In the Musée d'Orsay eight very, very small children sit on the floor around one of Gauguin's Tahiti paintings. They are addressed with an exquisite lack of condescension by their teacher, who explains in detail the
composition of the picture, the flow of its colours, the relationship between its characters, human and animal. What fortunate infants, I think as I eavesdrop, to be born in such a city, to live among such beauties, to be treated with such courtesy! They listen with intense intelligence, their eyes shifting from teacher to painting and back again; but when they take up their drawing boards to copy the masterpiece, starting with an oblong frame to set the proportions, hastily I move on in case they one and all prove to be without talent
.

I am agitated by the timelessly emblematic quality of Paris. It is not like other capitals, living for the moment and the cash. It is as though the whole place consciously stands for something or other, so that almost nothing is simply itself. Just as in Mao's China every single action, public or personal, had to fall into a political category, so in Paris I sometimes feel that every street, every event, every gesture is dedicated to some aspect of Parisness.

Elsewhere civic generalizations are generally out of date, overtaken by shifting styles and standards. Here they remain almost disconcertingly valid. The plan of the
arrondissements
still provides a sociological and aesthetic index to the city, and here as almost nowhere else the idea of a city quarter is not obsolete. There really are whores around Pigalle, there really are tramps beside the river, there really are Breton cafés around the Gare de Montparnasse, you really can buy a live common-or-garden hen on the Quai de la Mégisserie. Publishers visibly frequent St-Germain-des-Prés, and hardly had I read in my guidebook that the Café Floré, where I had stopped for a cup of chocolate, had lately become a homosexual rendezvous than I was greeted by an eminent gay novelist of my acquaintance.

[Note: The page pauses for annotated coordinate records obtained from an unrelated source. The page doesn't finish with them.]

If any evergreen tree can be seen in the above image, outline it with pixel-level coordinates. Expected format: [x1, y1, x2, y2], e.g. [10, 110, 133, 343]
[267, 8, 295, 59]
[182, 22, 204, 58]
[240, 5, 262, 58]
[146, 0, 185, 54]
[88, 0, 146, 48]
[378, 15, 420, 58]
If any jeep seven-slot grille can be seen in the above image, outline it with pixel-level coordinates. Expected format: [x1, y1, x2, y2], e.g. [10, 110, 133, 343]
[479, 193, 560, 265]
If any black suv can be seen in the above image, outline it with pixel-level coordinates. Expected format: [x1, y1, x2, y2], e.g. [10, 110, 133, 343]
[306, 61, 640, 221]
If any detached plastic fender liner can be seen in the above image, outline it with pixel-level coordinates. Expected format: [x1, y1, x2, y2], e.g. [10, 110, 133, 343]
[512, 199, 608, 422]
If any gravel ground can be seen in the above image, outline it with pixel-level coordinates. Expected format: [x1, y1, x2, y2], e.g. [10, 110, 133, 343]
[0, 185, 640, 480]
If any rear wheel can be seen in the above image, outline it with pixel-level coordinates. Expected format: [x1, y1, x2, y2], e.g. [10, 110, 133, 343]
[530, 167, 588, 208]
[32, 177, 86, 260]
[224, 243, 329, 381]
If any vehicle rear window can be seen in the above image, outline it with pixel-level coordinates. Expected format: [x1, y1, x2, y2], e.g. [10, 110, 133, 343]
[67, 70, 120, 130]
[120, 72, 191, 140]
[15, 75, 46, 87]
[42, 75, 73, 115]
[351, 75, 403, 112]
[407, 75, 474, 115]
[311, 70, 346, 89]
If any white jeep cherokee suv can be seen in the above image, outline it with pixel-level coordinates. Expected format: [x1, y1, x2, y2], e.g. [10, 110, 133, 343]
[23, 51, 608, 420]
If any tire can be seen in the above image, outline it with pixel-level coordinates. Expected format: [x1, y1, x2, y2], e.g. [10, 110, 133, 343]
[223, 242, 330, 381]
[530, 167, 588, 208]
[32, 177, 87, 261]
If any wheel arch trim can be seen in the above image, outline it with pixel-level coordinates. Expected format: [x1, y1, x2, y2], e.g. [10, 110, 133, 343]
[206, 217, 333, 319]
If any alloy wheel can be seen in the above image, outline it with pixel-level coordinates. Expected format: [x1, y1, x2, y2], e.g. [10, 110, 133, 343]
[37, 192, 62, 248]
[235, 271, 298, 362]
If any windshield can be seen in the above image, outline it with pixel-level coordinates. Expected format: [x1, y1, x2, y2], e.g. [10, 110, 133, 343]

Clichés come true, too. Parisian chic exists, Parisian live-and-let-live lives on—where but in this capital would the layabouts be left in peace on the warm floors of Beaubourg? Black people walk about Paris with such elegance, such panache of cape and flaunt of fur, that they might be living models of negritude. The Lebanese, the Vietnamese and the North Africans, however intrusive they may seem to the more racist of the
indigènes
, to an eye from across La Manche truly do appear to have been gracefully assimilated.

Just over the hill from Place du Tertre, I found myself wandering through a district which appeared so entirely and authentically petit bourgeois that girls still played hopscotch in its streets and neighbours actually talked to each other—I saw it!—out of their windows; and on the Sunday morning I walked from the Arénes de Lutece, where elderly gents were playing
boules
in the pale sunshine, to Place de la Contrescarpe, where the butcher and the baker faced each other in almost rural intimacy, where pigeons and drop-outs lazed bucolically around the square, and where I could hear from far down rue Mouffetard the strains of an ebullient brass band.

How is it done? By a natural conservatism, perhaps a cautious view of change, and possibly not least of all by a serious acceptance of surprise as a constructive element of municipal style. The surprise indeed often seems as deliberate as everything else. The Métro is purposefully impregnated with variety, to dispel the sense of menace that other subways have; and when one morning I saw a small fire on the track down there, extinguished not with extinguishers (none of which could be made to work) but by a man jumping off the platform and stamping it out, I really thought it might have been specifically arranged for our distraction.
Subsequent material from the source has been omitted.